Esta história de “processo não tem capa” a gente sabe que não é assim que funciona. PROCESSO TEM CAPA e RÉU TEM NOME E RELAÇÕES.

Foto: Google – assojaf-GO

O que houve com o Ministro Marco Aurélio ao julgar um pleito, feito por André do Rap, um grande traficante de drogas? Um réu sabidamente ligado ao crime organizado, um dos chefes da maior facção do país, dono da mansão cinematográfica onde foi preso em Angra dos Reis, que tinha dois helicópteros, obras de artes e 6 milhões de reais em dinheiro em sua residência.

Que, além disso, transportou 4 toneladas de cocaína para a Europa numa grande operação, ou seja, o cara é um bandido de verdade, daqueles que deveriam ficar em perpétua, se assim nossa lei permitisse. Enfim, um dos maiores bandidos que já tivemos por aqui… Segundo a Polícia Federal, um dos mais violentos e perigosos bandidos do país.

Este criminoso ingressou, corretamente, através de seus advogados, com um pedido para que a sua prisão preventiva fosse considerada ilegal. Não vou me prender neste fato porque dele já se falou muito, e muita besteira também, até acusando o Ministro por estar julgando uma causa onde ele teria ligações com um seu ex-assessor. Pessoas se relacionam. O fato de um ex-assessor de Marco Aurélio pertencer à banca de advogados que patrocina a causa em tela, não o obriga a declarar-se impedido: LEGALMENTE… moral e eticamente, é outra coisa…

Mas, dois outros ministros tiveram problemas semelhantes nas mãos e decidiram de forma diferente. O Ministro Fachin decidiu por enviar um ofício ao Juiz de Execução Penal do caso, cobrando dele a renovação do pedido da prisão preventiva, e foi feita; e o ex-Ministro Celso de Mello, num caso semelhante, jogou-o para o plenário que decidiu pela continuidade da prisão preventiva.

Marco Aurélio tinha estas mesmas opções mas não as usou. Optou por uma saída simples e muito pior.

A página do Supremo, por pesquisa, mostra que Marco Aurélio já soltou 80 presos, sob este mesmo argumento: suas prisões preventivas não foram revalidadas. Ao contrário de seus pares… alguma coisa está errada.

Esta é uma discussão que o plenário está julgando e, de novo, legislando, porque está incluindo na decisão que passados os 90 dias, a soltura não é automática.

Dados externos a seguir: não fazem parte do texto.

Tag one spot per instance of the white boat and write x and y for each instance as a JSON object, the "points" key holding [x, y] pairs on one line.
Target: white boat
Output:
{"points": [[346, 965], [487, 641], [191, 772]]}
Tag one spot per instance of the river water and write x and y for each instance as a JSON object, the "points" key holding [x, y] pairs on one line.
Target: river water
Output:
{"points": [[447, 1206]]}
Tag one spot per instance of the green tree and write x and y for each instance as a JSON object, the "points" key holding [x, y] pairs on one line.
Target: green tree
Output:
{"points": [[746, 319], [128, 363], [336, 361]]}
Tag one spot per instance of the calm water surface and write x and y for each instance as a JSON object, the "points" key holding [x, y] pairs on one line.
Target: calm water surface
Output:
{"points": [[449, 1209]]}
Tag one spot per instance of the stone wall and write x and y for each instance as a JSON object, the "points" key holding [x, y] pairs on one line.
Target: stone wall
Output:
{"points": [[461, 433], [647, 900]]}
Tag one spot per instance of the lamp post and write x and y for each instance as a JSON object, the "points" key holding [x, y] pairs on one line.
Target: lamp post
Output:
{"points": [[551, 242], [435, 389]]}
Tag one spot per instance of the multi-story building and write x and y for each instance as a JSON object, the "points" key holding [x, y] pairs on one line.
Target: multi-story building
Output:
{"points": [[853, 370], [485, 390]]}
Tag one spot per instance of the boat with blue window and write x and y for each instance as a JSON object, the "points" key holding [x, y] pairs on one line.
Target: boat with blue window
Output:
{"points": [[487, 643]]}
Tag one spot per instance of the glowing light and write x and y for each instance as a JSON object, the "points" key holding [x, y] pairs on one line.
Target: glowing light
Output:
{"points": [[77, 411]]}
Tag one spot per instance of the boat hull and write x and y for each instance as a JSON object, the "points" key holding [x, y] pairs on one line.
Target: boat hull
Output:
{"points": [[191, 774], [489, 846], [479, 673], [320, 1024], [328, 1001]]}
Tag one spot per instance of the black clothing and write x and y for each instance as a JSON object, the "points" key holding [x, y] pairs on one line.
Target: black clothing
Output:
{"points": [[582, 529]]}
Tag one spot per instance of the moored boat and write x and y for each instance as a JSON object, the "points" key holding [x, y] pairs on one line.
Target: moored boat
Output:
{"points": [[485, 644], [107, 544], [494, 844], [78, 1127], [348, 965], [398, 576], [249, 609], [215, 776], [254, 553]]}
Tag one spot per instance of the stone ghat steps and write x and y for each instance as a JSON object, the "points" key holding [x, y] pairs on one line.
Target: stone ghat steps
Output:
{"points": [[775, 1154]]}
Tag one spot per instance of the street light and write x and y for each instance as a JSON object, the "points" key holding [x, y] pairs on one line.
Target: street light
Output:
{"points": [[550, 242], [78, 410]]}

Tem que ser ouvido o Juiz da Execução Penal, mudando assim o texto original do artigo do CPP que cuida da prisão preventiva, previsto no Projeto da Lei anticrime.

A outra discussão, um pouco mais séria é a decisão de Fux em cassar a liminar de Marco Aurélio, ou seja, o Presidente do STF não é “chefe” hierárquico dos demais, ele é apenas um coordenador do plenário. É quem cuida das pautas, além de representar o STF e dirigir o plenário. Os demais ministros concordam com a decisão de Fux, mas não querem dar este poder ao Presidente.

Só quem pode derrubar uma decisão monocrática de um ministro do STF são as Turmas ou o Plenário do STF. Apenas em casos urgentes e dentro do período de recesso, o Regimento permite este tipo de decisão pelo ministro de plantão.

Fux já fez isso outra vez, quando era vice-presidente e, substituindo o então presidente Dias Toffoli. Foi no caso da jornalista Monica Bergamo da Folha que obteve uma liminar autorizando-a a entrevistar o ex-presidente Lula, então preso.  Lewandowski concedera a liminar e Fux a cassou num plantão de final de semana. Na 2a feira, Lewandowski voltou e cassou a liminar de Fux, mas com o retorno de Toffoli à presidência, este cassou novamente a liminar de Lewandowski. Uma bagunça. Sempre o problema das decisões monocráticas. Isso tem que acabar!!!

Esta discussão é no fundo, a mais importante: pode o Presidente do STF cassar a liminar de outro ministro que é igual a ele na hierarquia judiciária, mas é inferior na hierarquia administrativa? Todos os votos até agora estão concordando com a decisão de Fux, mas ressalvando a obediência da hierarquia judicial, ou seja, uma decisão monocrática só pode ser desfeita por uma Turma ou pelo Plenário, salvo se estivermos em situação de urgência em recesso do Judiciário…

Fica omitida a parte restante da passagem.